In their quest to modernize systems and improve service delivery, federal agency IT and program staffs are enlisting artificial intelligence (AI) and robotic process automation (RPM). These technologies, different but related, are finding application in a variety of situations, find their way into new applications. AI and RPA also find their way into the process of developing new applications themselves.
Jerry Ma, the director of emerging technology at the U.S Patent and Trademark Office, noted that the scope of prior art examiners must check in the course of processing patent applications, has increased perhaps a thousand-fold since the advent of the internet. Without technical aids, no examiner can hope to ferret out all possible instances of relevant prior art.
“AI, among other things, is what we see as absolutely essential to helping examiners,” Ma said.
For Ma, there’s no hard line between AI and RPA, and in fact the two types of software can complement one another.
“For example,” Ma said, “you could have an AI rule or an AI model that serves as the trigger to launch an RPA bot. Sort of vice versa, you can have an RPA bot launch an AI inference workflow.”
At the Securities and Exchange Commission, officials envision AI and RPA as augmenting people carrying out mission related tasks.
“Augmentation, that’s primarily our focus,” said Dr. Tanu Luke, the commission’s chief strategy and innovation officer. She said AI and ML apply across the board for the mission of investor protection. Luke said she seeks to apply RPA in document-intensive operations, to spare people from repetitive tasks such as reviewing stacks of paper for particular pieces of information.
Luke said that where RPA is “prescriptive,” AI is “descriptive,” applicable when “we don’t really know what’s in the data.” Luke cited natural language processing applied to narrative documents as an example of where AI can help the reviews and investigations processes of the SEC.
Months to minutes
Government Accountability Office Chief Scientist Dr. Tim Persons said that agencies across the board adopt RPA for rules-driven processes with what he called deterministic outcomes. At the GAO itself, he cited a labor input computation that RPA cut from months to seconds.
For such processes, Persons said, “you know your rules upfront and how to do it. You just have to process engineer and code an algorithm.”
The next wave of automation Persons said, involve larger and more varied data sets, and less deterministic “two plus two equals four” outcomes. He said facial recognition is an example of wave two as defined by the Defense Advanced Research Projects Agency (DARPA). Systems for filtering job candidates is another example of wave two. Persons added that every agency is using wave one or two.
Wave three, he said, is the “stuff of movies like a fully autonomous, thinking system.
Still another differentiator between RPA and AI, according to Melissa Long Dolson, the vice president of worldwide technology sales for AI Ops and Integration at IBM, is whether the question of ethics comes into the deployment. She noted that AI applications can bring in biases that may produce unacceptable or skewed outcomes.
“When you start thinking about AI, you’re starting really to build in human intelligence into the logarithms into the models,” Dolson said. “That changes the dynamic because AI then becomes really a person in and of itself.” Therefore the design of algorithms and the data sets used to train them require care to avoid bias.
“IBM does a lot of workshopping with our customers to make sure that we are helping them map the processes that they would be automating,” she added. “And make sure that we have the right logarithms built, and that we can train both the AI capabilities as well as the bots to do it the way a human would do it.”
Set an AI priority
Agencies on our panel apply a rigorous methodology to prioritize their RPA and AI projects in order to get the greatest returns on investment.
Luke said the SEC sees three main buckets.

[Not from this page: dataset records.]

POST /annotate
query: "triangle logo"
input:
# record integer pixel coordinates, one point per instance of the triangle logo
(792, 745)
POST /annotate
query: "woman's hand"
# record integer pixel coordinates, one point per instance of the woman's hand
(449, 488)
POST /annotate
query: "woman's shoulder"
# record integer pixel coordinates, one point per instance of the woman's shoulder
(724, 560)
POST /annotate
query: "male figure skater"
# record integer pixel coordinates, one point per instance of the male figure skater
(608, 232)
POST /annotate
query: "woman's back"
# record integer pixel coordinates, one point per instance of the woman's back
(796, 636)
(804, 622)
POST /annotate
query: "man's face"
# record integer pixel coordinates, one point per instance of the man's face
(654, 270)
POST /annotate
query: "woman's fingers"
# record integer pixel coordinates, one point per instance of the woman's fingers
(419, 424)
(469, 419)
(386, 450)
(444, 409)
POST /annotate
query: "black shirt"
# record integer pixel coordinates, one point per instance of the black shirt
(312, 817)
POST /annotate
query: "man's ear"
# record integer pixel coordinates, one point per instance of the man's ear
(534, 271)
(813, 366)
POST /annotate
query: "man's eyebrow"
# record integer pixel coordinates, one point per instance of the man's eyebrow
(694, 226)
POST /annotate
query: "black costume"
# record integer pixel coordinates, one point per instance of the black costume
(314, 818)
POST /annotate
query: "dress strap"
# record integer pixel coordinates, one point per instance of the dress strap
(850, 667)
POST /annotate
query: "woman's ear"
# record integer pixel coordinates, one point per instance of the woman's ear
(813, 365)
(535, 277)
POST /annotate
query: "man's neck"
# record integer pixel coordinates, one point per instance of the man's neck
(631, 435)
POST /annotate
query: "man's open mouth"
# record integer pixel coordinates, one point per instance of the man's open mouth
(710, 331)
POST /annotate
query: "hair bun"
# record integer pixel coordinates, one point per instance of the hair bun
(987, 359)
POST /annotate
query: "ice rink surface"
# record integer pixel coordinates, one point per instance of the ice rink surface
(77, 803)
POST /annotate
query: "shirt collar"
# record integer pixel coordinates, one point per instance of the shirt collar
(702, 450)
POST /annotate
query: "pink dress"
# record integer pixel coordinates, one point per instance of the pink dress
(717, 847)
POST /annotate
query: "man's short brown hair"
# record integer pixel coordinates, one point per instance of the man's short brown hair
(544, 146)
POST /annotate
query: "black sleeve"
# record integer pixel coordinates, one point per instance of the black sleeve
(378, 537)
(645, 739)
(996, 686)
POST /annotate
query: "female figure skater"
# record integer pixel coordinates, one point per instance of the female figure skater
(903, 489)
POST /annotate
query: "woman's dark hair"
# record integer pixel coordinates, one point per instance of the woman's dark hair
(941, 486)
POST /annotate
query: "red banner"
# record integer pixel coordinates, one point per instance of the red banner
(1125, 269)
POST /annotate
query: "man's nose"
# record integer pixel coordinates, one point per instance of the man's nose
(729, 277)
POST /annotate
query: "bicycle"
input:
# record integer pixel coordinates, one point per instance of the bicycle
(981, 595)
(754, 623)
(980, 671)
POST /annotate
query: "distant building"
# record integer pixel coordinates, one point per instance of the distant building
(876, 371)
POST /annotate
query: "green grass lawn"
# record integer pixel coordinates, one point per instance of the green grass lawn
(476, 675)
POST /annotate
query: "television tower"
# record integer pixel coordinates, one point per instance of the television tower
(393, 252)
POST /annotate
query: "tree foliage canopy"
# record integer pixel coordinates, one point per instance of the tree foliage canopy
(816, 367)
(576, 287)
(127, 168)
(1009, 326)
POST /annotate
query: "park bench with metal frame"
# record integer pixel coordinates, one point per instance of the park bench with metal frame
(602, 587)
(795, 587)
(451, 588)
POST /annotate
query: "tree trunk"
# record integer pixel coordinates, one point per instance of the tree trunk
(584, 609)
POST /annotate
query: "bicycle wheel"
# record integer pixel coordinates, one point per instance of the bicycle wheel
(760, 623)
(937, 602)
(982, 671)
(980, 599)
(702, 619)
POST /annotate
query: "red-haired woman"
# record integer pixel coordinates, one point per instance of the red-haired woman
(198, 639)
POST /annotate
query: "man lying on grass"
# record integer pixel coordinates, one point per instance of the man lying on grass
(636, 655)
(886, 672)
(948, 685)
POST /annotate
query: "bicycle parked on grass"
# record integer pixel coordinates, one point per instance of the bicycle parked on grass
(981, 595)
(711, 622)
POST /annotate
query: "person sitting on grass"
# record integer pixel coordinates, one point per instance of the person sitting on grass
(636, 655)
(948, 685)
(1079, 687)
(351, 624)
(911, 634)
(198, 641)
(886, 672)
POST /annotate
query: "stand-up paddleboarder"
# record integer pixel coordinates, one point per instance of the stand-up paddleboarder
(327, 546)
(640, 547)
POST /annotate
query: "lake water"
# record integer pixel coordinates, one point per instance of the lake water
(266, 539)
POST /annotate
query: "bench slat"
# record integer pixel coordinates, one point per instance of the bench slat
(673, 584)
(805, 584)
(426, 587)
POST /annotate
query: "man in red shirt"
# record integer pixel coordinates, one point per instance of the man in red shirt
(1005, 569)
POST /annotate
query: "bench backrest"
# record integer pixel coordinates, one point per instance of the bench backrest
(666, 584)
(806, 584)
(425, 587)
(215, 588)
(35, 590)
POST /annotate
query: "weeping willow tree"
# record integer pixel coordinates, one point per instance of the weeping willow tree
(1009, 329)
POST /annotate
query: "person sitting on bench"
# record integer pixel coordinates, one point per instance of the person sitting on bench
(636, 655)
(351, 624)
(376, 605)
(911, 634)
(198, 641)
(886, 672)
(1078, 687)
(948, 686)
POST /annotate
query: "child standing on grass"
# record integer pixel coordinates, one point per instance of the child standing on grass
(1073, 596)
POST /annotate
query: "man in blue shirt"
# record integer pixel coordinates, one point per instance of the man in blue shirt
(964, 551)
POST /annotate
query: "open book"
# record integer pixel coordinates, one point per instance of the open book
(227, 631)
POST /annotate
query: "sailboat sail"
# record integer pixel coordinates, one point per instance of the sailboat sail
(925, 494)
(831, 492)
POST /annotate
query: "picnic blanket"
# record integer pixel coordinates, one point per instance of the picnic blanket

First come operations and document processing, and their associated repetitive tasks. Second is compliance with executive orders, in particular the application of zero trust principles to SEC networks. Third are various specific mission areas within the agency, such as examinations, enforcement, credit risk management and liquid cash management.
“Our AI applications are more focusing on how can we first and foremost to get folks within SEC enabled to do the things that they need to do in a faster way,” Luke said. Business logic for onboarding new employees or offboarding departing employees is on the horizon for AI, she added.
Because USPTO is mostly funded by patent and trademark application fees, Ma said, the highest priorities for AI and RPA “always focusing on what delivers maximum value to our stakeholders and the innovation community. That means augmentation, he said, not only of examiners’ ability to see all possible prior art but also to help dispute adjudicators make accurate and supportable decisions.
As Luke noted, AI and RPA apply to information technology operations themselves, in the SEC’s case to help establish zero trust. Persons underscored the point, saying, “We’re seeing there’s no future in cybersecurity, of dealing with things, that does not involve some AI and machine learning.”
Dolson cited another example. She said that across the board, agencies are seeking AI-powered applications to help them figure out which workloads are most suitable to cloud deployment.
“We’re helping our customers’ workload assessments. We not only provide them suggestions on which workloads should be moved and when, but also help them figure out what that work entails,” Dolson said. The algorithms take into account the variables of infrastructure needs of an application, data it requires, even the nature of the source code.
Ultimately, the GAO’s Persons said, by always keeping the mission in the forefront of thinking, the priorities for what and how to automate and speed up with AI and RPA will manifest themselves.